Mitchell Baker, Executive Chairwoman with Mozilla, wrote that Eich “made this decision for Mozilla and our community”. In the statement, Baker also wrote:
Mozilla prides itself on being held to a different standard and, this past week, we didn’t live up to it. We know why people are hurt and angry, and they are right: it’s because we haven’t stayed true to ourselves.
We didn’t act like you’d expect Mozilla to act. We didn’t move fast enough to engage with people once the controversy started. We’re sorry. We must do better.
[…] We have employees with a wide diversity of views. Our culture of openness extends to encouraging staff and community to share their beliefs and opinions in public. This is meant to distinguish Mozilla from most organizations and hold us to a higher standard. But this time we failed to listen, to engage, and to be guided by our community.
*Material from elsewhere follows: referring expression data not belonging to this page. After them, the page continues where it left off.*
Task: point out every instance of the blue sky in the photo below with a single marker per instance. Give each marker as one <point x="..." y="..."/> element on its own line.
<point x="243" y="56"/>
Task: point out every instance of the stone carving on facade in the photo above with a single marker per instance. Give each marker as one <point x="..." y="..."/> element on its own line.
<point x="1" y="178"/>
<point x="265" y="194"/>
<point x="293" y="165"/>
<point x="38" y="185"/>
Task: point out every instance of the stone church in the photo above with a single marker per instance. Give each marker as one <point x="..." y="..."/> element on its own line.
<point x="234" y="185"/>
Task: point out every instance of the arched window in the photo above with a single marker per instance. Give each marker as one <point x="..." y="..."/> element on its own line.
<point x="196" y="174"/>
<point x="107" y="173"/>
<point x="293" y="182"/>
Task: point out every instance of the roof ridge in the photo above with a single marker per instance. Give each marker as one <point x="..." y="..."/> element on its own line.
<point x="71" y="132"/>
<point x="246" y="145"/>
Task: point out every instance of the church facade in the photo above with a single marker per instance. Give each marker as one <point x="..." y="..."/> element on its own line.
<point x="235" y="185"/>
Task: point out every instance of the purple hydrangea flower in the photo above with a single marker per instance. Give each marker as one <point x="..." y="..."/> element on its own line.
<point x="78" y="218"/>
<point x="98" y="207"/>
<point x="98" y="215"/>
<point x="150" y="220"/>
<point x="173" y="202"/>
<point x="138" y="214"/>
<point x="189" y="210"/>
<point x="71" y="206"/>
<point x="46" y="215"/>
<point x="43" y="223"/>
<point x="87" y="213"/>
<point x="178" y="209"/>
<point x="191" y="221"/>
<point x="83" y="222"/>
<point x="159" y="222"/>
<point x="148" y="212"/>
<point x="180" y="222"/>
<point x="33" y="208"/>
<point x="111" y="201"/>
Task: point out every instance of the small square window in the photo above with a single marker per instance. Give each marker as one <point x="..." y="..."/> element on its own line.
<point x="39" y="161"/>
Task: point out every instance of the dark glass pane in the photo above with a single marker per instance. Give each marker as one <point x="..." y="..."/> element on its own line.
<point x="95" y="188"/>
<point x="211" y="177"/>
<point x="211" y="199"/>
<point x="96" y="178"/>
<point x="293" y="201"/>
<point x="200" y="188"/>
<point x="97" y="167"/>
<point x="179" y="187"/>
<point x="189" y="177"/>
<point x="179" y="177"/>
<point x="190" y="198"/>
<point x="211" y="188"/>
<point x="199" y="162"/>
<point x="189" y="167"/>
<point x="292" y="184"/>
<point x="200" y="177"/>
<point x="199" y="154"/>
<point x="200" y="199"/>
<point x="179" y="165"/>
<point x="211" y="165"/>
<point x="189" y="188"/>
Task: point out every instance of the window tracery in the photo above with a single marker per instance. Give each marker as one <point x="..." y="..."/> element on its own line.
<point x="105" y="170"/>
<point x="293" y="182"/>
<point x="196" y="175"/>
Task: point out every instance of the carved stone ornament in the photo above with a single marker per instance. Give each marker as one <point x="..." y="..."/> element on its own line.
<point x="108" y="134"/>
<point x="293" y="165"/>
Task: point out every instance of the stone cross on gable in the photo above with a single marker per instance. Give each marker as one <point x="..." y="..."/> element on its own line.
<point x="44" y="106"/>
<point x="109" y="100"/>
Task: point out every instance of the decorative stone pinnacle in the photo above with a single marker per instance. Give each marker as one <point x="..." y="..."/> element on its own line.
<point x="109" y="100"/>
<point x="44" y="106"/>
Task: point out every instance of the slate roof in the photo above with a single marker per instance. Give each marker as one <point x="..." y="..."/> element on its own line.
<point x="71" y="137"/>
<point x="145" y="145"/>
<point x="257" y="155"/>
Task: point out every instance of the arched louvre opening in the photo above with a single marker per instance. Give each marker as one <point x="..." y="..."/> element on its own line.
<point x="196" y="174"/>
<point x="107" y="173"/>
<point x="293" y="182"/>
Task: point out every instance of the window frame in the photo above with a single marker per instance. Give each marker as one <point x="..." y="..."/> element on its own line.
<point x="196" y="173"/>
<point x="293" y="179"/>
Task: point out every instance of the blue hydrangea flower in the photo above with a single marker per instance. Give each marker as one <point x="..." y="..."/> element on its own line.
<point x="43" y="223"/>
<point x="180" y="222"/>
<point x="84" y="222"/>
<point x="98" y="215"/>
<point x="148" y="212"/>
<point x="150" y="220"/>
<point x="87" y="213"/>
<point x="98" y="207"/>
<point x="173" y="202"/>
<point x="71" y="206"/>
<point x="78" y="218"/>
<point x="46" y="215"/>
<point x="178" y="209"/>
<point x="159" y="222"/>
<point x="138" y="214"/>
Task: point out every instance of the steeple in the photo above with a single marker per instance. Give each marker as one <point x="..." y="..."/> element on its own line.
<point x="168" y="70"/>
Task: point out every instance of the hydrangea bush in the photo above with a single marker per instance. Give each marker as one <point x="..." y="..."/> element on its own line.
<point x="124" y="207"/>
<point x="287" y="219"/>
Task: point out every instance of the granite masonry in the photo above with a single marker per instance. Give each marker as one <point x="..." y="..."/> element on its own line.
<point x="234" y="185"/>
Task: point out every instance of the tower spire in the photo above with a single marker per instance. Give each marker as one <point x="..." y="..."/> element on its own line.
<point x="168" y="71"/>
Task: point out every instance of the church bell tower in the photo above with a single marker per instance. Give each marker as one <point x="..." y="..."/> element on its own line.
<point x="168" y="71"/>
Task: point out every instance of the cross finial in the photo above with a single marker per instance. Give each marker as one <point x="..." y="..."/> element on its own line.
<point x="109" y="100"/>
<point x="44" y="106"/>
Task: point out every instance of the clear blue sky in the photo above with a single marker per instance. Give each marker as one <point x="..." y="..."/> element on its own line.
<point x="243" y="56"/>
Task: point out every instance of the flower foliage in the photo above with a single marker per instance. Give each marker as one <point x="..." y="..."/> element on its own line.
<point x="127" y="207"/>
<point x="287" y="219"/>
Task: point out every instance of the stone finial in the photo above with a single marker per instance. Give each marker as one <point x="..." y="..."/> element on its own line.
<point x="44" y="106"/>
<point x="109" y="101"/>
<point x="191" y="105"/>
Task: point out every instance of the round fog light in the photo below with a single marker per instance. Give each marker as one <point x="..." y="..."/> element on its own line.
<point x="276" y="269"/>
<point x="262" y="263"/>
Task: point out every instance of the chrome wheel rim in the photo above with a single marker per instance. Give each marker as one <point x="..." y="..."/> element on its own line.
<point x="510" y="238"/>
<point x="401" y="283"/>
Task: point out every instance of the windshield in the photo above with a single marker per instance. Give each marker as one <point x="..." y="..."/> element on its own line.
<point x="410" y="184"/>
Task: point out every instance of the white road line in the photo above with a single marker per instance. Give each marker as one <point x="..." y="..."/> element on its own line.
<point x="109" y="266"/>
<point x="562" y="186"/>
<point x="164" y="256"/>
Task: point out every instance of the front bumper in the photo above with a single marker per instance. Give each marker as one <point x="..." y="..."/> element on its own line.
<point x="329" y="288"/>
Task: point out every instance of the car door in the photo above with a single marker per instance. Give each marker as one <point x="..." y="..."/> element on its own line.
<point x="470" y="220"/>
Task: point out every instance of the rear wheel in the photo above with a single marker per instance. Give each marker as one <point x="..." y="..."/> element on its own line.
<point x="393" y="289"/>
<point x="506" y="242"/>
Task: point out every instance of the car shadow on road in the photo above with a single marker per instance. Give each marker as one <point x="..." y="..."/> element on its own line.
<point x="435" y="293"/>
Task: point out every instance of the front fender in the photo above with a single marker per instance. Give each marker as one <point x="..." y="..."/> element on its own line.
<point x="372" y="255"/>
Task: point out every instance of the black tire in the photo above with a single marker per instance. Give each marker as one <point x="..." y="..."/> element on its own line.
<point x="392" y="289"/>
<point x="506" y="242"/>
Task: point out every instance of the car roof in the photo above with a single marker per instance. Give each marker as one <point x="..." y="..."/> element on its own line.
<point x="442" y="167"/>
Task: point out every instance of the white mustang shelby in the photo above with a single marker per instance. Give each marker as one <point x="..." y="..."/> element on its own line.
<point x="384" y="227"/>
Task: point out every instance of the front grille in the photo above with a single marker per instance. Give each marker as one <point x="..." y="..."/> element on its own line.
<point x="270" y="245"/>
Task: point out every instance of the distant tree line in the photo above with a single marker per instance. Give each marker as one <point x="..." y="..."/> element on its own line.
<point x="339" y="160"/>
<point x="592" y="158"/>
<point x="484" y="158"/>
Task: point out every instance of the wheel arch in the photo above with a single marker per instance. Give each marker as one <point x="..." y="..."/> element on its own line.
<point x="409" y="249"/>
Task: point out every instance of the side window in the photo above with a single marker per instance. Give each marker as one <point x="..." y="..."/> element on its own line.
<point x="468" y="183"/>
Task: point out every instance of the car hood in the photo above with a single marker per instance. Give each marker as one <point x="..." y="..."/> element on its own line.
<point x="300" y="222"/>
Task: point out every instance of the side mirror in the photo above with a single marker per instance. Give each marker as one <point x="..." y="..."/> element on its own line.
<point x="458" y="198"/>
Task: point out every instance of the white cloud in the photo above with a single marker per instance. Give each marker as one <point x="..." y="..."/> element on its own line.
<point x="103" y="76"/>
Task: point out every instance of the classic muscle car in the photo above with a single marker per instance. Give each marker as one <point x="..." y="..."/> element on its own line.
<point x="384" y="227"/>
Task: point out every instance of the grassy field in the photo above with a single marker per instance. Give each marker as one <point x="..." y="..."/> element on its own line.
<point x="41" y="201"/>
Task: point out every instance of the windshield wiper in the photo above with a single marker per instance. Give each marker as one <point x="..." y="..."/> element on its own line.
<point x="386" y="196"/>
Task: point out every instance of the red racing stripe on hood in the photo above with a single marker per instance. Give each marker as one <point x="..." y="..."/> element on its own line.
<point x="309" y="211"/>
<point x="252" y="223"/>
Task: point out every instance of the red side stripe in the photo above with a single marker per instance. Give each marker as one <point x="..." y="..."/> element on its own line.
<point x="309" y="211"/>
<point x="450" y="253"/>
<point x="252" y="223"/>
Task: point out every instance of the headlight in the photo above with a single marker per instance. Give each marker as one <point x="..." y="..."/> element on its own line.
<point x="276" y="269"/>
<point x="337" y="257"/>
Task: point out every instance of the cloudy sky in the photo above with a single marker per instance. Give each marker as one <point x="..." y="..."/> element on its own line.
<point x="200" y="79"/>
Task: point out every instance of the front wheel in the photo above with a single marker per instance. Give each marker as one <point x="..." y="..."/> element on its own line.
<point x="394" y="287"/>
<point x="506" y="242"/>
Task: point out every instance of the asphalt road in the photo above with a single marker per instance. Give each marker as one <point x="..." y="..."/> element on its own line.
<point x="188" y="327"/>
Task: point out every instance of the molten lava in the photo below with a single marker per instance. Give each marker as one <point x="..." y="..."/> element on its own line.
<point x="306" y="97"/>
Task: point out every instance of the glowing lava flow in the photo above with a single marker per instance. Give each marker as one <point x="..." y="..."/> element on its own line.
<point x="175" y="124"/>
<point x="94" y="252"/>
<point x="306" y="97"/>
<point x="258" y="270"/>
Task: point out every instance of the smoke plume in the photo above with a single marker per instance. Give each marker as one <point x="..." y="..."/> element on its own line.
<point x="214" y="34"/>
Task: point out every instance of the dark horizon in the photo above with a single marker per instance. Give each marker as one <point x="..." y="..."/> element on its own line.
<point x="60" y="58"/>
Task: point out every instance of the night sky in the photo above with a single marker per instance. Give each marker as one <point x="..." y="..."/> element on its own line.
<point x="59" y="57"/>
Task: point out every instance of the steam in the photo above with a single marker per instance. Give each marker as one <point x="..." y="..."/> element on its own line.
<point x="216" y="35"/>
The controversy came to a head when dating website, OkCupid, displayed a message to Mozilla Firefox users attempting to visit the website. In the message, OkCupid asked users to access their website using a browser which did not have an anti-gay CEO connected to it. It seemed that Eich attempted to make amends, by releasing a statement about the controversy on his own website. In the statement (which can be read here) Eich attempts to make promises to achieve LGBT inclusiveness, without actually apologising for his donation to support Prop 8, or for the reaction that ensued. Regardless, it seems that his efforts were not enough, as Mozilla confirmed his stepping down yesterday.
“[Mozilla] will emerge from this with a renewed understanding and humility,” Ms Baker concluded.